名フィル定期(第474回)《畢生の傑作》

 名フィル1月定期は17、18日に《畢生の傑作》と題して
   シューマン:チェロ協奏曲イ短調
   ワーグナー:楽劇『ニーベルングの指輪》より[沼尻版]
   チェロ独奏:パブロ・フェランデス
   指揮:沼尻竜典
で行われました。
 また、今回は日本音楽財団が貸与しているストラディバリウス作の楽器を用いた演奏会として、1696年製の「ロード・アイレスフォード」と名付けられたチェロが用いられました。

 タイトルの「畢生」にふさわしいのは後半のワーグナーの作品でしょう。四つのオペラの連作で、実際に上演される場合にはもちろん4日間かかります。実際には同一歌手が複数の作品に出演しなければならないため、せいぜい一日置きに上演されるので一週間かかります。作曲者が35歳(1848年)の時に構想を練り始め、全曲が初演されたのが1876年という、まさに人生を賭けた大作です。のべ上演時間は15時間以上でしょうか。
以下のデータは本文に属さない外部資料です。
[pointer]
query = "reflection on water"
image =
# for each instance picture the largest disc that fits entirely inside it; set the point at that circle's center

 ワーグナーの主な作品は全てオペラであるため、オーケストラのコンサートでは一部の前奏曲などが取り上げられるだけです。以前に、この『ニーベルングの指輪』の一部を名フィル定期で演奏されたことがありますが、今回は歌手を入れず、その代わり4つのオペラを圧縮してまとめて聴くことができました。指揮者自らの編曲です。

 全体を50分ほどに縮小した演奏ですが、オケだけで聴いてみるとワーグナーの音楽の表現力のすばらしさを改めて実感します。長く複雑なストーリーのため、音楽を聴いて全ての場面がおもいうかぶわけでありませんが、十分に想像させてくれます。
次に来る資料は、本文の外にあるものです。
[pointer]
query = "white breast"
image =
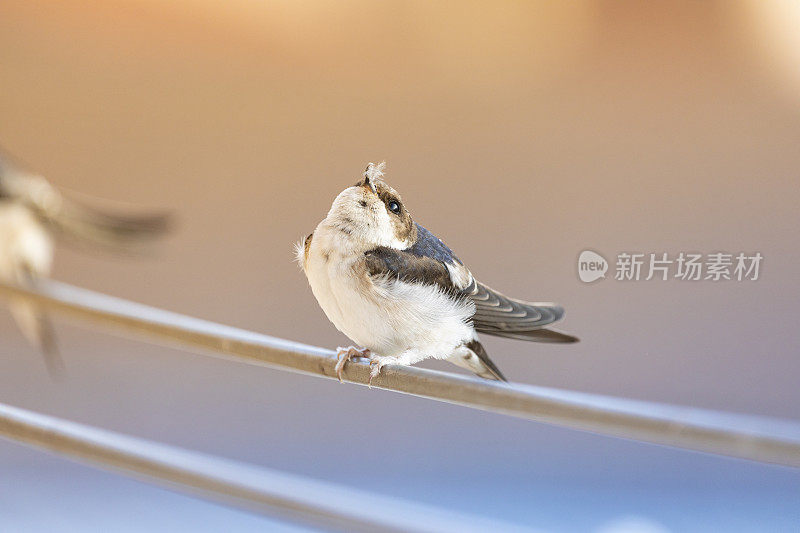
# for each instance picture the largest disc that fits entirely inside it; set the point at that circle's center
(386, 316)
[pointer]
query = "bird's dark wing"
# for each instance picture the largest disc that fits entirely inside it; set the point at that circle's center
(429, 261)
 指揮者の沼尻は以前に名フィルの常任指揮者を務めており、13年ぶりの定期登場。大編成のオーケストラが迫力十分だっただけでなく、角笛を表すホルンのソロやをはじめ、管楽器のソロや弦楽器のアンサンブルもいつもとは違う緊張感がありました。

 前半に演奏されたシューマンのチェロ協奏曲は、チェロの協奏曲としては非常に有名な曲で、よく演奏されます。第396回でも取り上げられました。

 今回の独奏者のフェランデスは1991年、マドリード生まれ。テクニックはもちろんですが、まだ20代にもかかわらず、一音一おんがしっかりとした主張を持って居るような素晴らしい演奏でした。まだCDは出していないのか、サイン会はありませんでした。

 ソリストアンコールはなんと2曲。バッハの無伴奏チェロ組曲から1曲と、カタルーニャ民謡「鳥の歌」でした。「鳥の歌」は、スペインが産んだ名チェリスト、パブロ・カザルスが好んだ演奏した曲です。ソリストの名前も、カザルスからとられているそうです。